Coconut oil clogs your arteries ... maybe
Back in March or April 2004, I attended an assignment where a visiting US researcher and nutritionist, Dr Bruce Fife, presented some eye-opening research on coconut oil. At the time of that assignment, coconut oil, through international 'bad press', had become known as the pariah of cooking oils, but Fife's new research and his book, The Healing Miracles of Coconut Oil, placed this cooking oil, which used to be a favourite among Jamaicans, in a new light.
Knowing of the good food, turn bad food, turn good food again-cycle in nutrition news, I wondered where coconut oil now stands in the research. One stop was the US Food and Drug Administration, and on their website various consumer-news information consistently list coconut and its products such as coconut oil among those to be avoided or, at least, used cautiously, because of its saturated fat content. If you google Fife, however, you will see that his research on coconut oil continues to put it in a positive light.

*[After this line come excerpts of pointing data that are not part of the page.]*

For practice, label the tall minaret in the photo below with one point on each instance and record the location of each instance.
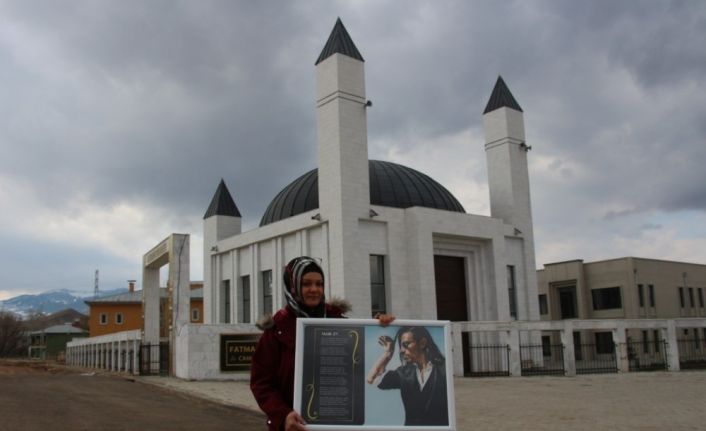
(222, 220)
(508, 181)
(344, 191)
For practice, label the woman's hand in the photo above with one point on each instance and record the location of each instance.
(380, 365)
(385, 319)
(294, 422)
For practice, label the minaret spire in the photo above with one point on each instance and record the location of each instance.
(344, 188)
(501, 97)
(339, 42)
(222, 203)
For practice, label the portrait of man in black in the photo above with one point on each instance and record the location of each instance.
(421, 378)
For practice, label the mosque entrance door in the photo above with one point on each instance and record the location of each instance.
(450, 279)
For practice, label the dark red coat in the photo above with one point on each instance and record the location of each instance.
(272, 371)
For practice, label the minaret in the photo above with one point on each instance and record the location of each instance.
(508, 181)
(344, 191)
(222, 220)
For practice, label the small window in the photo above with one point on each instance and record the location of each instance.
(377, 285)
(244, 315)
(697, 341)
(604, 343)
(512, 291)
(645, 342)
(607, 298)
(652, 295)
(543, 305)
(225, 301)
(266, 277)
(546, 345)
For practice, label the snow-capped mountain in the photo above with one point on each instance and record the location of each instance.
(51, 302)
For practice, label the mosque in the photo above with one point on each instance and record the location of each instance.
(390, 238)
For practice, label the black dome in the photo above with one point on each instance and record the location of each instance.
(391, 185)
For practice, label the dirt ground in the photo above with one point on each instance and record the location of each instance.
(39, 396)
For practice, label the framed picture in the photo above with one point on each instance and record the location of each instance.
(355, 374)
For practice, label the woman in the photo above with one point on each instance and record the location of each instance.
(421, 378)
(272, 371)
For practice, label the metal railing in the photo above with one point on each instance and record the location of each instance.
(542, 359)
(595, 358)
(647, 356)
(692, 354)
(154, 359)
(488, 360)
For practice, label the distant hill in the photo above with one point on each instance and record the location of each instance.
(51, 302)
(68, 316)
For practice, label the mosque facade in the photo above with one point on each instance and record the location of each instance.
(390, 238)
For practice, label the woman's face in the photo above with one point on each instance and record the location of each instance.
(411, 349)
(312, 289)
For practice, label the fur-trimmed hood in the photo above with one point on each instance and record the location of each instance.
(336, 306)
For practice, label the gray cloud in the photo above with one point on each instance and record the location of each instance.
(153, 102)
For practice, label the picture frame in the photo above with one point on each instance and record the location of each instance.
(334, 362)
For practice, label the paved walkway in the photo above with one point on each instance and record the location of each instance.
(633, 401)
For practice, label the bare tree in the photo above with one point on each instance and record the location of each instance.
(12, 340)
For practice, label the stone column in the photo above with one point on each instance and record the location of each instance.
(621, 348)
(670, 335)
(567, 339)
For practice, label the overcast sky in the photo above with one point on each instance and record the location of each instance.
(119, 118)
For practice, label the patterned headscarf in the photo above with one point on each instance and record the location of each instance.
(293, 273)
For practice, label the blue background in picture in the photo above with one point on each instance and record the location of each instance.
(384, 407)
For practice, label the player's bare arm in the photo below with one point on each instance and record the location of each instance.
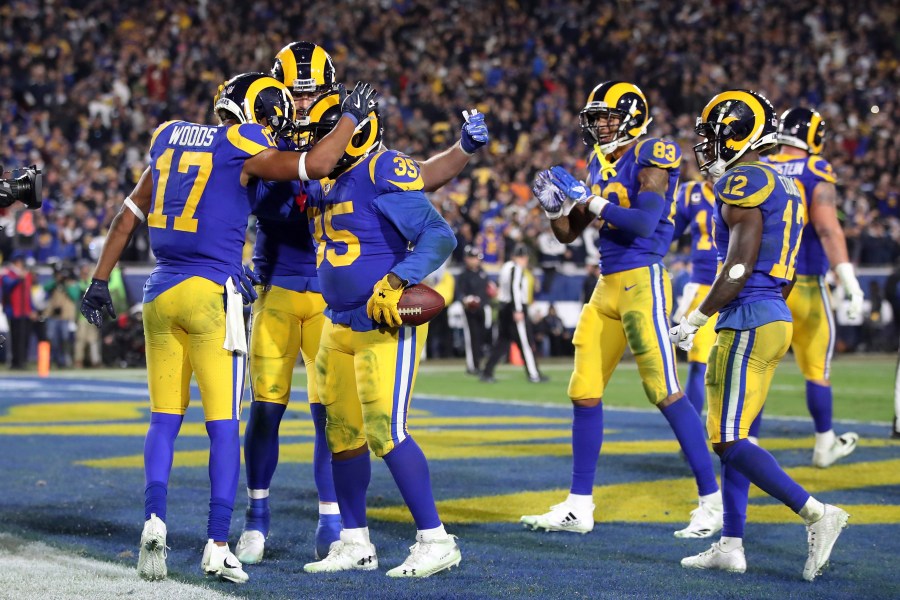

Yes, this oil 'sleeps up' when left standing in the kitchen cupboard for too long, or in cooler temperatures, and it is believed to clog vital arteries that can set off a train of events leading to heart disease, but it is Fife's, and some other researchers, contention that modern research shows that not all saturated fats are alike. His research indicates that coconut oil has a unique structural make-up due to its medium-chain fatty acids, described as closest to those found in human breast milk.
"I believe that coconut oil is the healthiest oil on Earth but because of the bad publicity in the past, many people are confused about coconut oil. (They say) that it is a saturated fat and causes heart disease, well if you still believe this then you are in the dark ages and you need to be brought into the 21st century," Fife had said here in 2004, right after describing as "hogwash" any news linking coconut oil to ill-health.
medium-chain and short-chain fatty acids
Based on the research, coconut oil has an edge over other cooking oils because of its chemistry. Yes, it is true that it contains saturated fat (the bad fat) but it is said to be composed predominantly of medium-chain and short-chain fatty acids while other fats, including fats in other oils, are long-chain fatty acids. The size of the chain is apparently important as they have different effects on the body. Medium-chain fatty acids in foods are reported to produce energy, not fat. They are broken down, used primarily for energy production and rarely end up as fat deposits on our hips and do not clog arteries.
In his book, The Healing Miracles of Coconut Oil Fife claims that in the 1980s, researchers discovered that the medium-chain fatty acids - lauric and capric acids - were found to be effective in killing HIV in lab cultures. He indicates that persons infected with HIV have reported a decrease in their viral loads and overall health after eating coconut or drinking coconut milk.
Fife, when he visited Jamaica, recommended taking a tablespoonful of coconut oil daily as a dietary supplement. For adults, daily dosage is 3.5 tablespoons but persons can still benefit from only taking one or two tablespoons daily. If you can't handle the oil straight from the spoon use it in various recipes. It can be mixed into hot cereal for example, like oatmeal. Also, 10 ounces of coconut milk supplies about 3.5 tablespoons of the oil.